Ne sont plus en service en 2021.
Plusieurs entités différentes ont fait usage de CL-215 au Canada. Le ministère de l'environnement du Saskatchewan a commandé en 2016 à la société Cascade Aerospace, basée à Abbotsford, la conversion de cinq CL-215 (quatre déjà présents dans sa flotte, un racheté à Conair) en CL-215T[22].
L'Espagne a loué deux premiers canadairs à partir de 1970, puis les a achetés et a fait l'acquisition de 8 exemplaires supplémentaires, avec quelques modifications, en 1973. Ces avions ont été payés en vin : du vin espagnol a été livré pendant 8 ans à la Société des alcools du Québec, et le produit de leur vente au Québec a servi à rémunérer Canadair. Ce fut l'occasion pour le vin espagnol de se faire une place sur le marché canadien, qu'il a conservée depuis[14],[23].
La sécurité civile a fait acquisition de 15 CL-215 en 1969[24]. Leur base opérationnelle se trouvait à Marignane. Quatre ont été perdus dans des accidents. Les autres ont été utilisés jusqu'aux années 1990, avant d'être remplacés par 12 nouveaux CL-415. Les derniers CL-215 ont été retirés du service en 1996[18]. Ces appareils ont acquis une telle notoriété que le mot « Canadair » a été lexicalisé, en France, dans le sens de « bombardier d'eau »[25]. Les pilotes de Canadair, en France, sont souvent des pilotes expérimentés ayant fait la première partie de leur carrière dans l'Armée de l'Air ou, plus souvent, dans l'Aéronavale[26].
En Italie, la société privée Sorem (Societa Ricerche Esperienze Meteorologiche) est opérateur des Canadair pour le compte de la sécurité civile. Elle possède sa propre flotte de CL-215, ces appareils sont également souvent déployés dans d'autres pays[27].
Les bombardiers d'eau de ce pays sont intégrés à la Force aérienne grecque.
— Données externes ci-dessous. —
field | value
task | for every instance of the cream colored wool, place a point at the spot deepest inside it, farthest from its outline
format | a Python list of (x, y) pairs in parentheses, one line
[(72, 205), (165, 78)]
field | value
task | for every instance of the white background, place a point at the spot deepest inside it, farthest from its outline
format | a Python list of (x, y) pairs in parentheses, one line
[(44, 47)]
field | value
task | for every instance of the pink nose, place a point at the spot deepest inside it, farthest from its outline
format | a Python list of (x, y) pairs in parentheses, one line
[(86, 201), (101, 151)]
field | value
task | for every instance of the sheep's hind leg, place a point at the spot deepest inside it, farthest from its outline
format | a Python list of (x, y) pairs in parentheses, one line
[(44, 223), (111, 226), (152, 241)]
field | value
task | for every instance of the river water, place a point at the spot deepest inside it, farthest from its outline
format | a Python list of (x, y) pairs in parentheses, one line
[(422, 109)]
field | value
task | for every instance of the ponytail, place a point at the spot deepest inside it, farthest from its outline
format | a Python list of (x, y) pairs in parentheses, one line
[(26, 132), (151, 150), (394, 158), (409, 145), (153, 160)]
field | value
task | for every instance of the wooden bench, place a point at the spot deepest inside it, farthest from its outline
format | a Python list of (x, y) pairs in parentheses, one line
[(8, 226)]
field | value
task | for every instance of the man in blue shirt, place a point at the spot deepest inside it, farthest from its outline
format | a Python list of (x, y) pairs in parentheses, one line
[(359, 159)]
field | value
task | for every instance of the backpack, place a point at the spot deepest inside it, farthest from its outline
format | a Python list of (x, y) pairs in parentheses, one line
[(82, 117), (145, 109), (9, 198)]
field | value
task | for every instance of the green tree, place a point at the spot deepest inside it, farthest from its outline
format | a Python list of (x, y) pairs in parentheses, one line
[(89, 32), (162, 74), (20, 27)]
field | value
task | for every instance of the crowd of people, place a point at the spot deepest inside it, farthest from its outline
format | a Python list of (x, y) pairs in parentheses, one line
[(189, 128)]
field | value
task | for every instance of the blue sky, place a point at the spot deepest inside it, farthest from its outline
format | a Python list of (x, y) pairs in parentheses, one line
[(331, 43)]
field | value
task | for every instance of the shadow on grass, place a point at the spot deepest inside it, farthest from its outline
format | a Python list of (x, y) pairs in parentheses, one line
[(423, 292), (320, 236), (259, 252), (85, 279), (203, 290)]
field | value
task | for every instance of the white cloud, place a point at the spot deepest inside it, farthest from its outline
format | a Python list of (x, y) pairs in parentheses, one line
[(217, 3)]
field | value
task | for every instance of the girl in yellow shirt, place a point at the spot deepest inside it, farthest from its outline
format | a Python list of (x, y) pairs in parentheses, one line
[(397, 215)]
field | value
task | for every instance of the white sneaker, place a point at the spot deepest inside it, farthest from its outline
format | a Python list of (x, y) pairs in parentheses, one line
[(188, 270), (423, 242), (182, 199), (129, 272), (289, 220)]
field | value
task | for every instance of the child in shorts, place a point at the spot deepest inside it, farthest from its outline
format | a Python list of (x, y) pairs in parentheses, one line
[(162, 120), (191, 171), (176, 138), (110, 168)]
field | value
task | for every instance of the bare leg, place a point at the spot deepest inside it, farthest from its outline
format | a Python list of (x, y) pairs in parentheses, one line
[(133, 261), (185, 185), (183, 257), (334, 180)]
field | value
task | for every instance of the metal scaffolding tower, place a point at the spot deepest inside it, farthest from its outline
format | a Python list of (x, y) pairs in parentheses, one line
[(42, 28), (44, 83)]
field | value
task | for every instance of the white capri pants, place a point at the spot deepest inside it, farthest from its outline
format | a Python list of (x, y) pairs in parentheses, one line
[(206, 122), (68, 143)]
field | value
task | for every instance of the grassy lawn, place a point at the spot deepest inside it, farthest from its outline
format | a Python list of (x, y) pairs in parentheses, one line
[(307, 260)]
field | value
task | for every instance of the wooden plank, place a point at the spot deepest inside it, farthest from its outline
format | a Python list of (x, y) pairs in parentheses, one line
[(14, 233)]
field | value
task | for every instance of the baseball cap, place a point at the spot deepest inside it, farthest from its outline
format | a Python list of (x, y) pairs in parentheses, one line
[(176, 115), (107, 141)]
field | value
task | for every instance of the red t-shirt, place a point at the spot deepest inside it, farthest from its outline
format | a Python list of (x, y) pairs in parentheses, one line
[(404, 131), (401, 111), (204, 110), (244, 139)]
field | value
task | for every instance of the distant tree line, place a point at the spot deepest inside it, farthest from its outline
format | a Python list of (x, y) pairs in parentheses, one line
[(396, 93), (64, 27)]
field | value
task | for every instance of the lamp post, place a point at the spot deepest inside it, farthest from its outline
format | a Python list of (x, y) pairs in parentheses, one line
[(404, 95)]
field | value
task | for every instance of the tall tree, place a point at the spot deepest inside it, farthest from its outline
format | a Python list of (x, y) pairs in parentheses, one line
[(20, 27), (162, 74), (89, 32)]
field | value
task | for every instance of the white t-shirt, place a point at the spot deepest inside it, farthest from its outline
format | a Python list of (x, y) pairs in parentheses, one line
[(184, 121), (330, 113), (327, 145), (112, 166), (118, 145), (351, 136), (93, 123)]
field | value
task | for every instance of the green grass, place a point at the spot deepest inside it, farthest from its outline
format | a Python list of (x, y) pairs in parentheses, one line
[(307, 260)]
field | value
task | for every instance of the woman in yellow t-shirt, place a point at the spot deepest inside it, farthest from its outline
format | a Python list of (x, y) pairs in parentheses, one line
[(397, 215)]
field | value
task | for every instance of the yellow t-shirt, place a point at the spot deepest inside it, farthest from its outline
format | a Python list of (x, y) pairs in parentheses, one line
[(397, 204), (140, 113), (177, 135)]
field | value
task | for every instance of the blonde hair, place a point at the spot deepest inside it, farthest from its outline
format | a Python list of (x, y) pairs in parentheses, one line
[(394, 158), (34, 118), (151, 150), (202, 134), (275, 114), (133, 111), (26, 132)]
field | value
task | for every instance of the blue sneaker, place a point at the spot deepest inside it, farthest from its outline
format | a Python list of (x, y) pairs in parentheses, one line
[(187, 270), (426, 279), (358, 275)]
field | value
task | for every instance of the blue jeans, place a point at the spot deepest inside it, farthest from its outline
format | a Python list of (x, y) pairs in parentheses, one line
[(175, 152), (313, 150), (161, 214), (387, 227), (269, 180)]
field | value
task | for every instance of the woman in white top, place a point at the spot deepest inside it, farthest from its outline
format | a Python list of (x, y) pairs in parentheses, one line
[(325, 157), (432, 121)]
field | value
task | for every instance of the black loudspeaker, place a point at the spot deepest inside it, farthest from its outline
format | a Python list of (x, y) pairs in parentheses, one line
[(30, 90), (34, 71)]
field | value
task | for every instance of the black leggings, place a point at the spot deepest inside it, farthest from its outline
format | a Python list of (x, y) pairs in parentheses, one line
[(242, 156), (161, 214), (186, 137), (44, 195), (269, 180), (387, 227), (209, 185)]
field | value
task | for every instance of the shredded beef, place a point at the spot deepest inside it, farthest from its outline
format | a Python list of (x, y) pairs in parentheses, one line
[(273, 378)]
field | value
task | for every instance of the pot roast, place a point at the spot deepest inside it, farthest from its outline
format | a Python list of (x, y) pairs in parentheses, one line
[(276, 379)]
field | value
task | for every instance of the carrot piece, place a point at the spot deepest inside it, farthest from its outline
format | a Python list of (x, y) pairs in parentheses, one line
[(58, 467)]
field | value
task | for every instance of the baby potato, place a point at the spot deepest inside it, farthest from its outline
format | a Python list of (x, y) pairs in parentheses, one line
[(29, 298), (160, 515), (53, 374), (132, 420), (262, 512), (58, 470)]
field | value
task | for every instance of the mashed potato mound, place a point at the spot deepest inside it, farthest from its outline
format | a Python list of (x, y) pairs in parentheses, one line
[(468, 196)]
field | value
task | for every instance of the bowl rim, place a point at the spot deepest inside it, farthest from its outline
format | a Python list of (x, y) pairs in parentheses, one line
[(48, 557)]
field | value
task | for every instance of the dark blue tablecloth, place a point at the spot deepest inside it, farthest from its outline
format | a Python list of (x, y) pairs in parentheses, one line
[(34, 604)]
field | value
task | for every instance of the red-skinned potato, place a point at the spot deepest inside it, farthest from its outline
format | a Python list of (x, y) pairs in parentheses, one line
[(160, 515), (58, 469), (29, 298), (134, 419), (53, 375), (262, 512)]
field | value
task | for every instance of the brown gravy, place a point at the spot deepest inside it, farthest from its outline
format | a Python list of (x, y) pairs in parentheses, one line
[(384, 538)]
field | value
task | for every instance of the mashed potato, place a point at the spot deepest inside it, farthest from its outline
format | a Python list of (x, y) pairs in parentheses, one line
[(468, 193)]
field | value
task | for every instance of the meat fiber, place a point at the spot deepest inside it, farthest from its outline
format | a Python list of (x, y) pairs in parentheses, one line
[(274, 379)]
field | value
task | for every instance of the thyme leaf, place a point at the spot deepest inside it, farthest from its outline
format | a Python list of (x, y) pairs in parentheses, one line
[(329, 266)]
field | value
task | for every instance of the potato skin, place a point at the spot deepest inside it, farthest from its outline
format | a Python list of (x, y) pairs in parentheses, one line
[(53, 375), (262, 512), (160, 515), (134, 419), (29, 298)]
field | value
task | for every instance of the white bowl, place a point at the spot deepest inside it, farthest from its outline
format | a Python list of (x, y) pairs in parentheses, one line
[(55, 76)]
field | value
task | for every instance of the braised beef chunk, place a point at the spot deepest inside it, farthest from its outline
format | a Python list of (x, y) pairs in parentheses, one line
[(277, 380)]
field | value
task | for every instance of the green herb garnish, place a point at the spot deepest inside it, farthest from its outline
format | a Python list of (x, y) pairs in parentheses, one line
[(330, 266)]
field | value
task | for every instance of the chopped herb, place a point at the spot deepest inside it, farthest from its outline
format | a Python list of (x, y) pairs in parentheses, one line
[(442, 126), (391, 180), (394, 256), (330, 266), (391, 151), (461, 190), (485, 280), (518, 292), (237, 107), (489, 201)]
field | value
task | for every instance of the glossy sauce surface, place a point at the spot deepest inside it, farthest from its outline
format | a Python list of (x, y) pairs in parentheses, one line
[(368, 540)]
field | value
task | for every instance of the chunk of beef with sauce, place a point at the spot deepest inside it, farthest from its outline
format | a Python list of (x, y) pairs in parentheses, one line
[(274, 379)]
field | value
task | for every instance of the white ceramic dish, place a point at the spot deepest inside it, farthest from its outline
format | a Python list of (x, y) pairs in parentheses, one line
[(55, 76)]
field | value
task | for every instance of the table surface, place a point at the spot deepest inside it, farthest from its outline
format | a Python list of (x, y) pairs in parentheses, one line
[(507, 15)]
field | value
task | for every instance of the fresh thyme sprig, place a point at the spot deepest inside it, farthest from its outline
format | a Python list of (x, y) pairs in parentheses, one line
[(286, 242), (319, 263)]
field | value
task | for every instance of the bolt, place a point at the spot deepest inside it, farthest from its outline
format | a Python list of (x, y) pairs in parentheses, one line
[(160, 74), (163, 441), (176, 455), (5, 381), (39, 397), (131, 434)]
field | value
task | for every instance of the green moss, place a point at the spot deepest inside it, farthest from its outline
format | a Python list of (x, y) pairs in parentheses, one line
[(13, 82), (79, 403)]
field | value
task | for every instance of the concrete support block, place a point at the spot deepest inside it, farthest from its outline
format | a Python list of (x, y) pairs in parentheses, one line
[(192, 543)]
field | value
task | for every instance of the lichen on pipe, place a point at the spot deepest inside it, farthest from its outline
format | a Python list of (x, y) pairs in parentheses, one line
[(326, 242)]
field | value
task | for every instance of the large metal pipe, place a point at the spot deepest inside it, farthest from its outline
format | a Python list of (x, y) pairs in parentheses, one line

Les CL-215Gr sont utilisés par le 112e escadron, basé à Éleusis[28],
La Thaïlande a fait l'acquisition de deux CL-215 en 1978. Leur opérateur est la marine. Ils ont été cloués au sol au début des années 2000, faute d'entretien suffisant. En 2013, l'un des avions a été remis en service, l'autre étant cannibalisé pour fournir des pièces[29].
Le Maroc a fait l'acquisition en septembre 2021 de trois CL-215 d'occasion. Ce sont des appareils qui ont appartenu à l'Ontario, puis à la société américaine Aero Flite. Ils sont revenus chez Viking Air pour une profonde modernisation au standard CL-415EAF, avant d'être livrés au Maroc[30].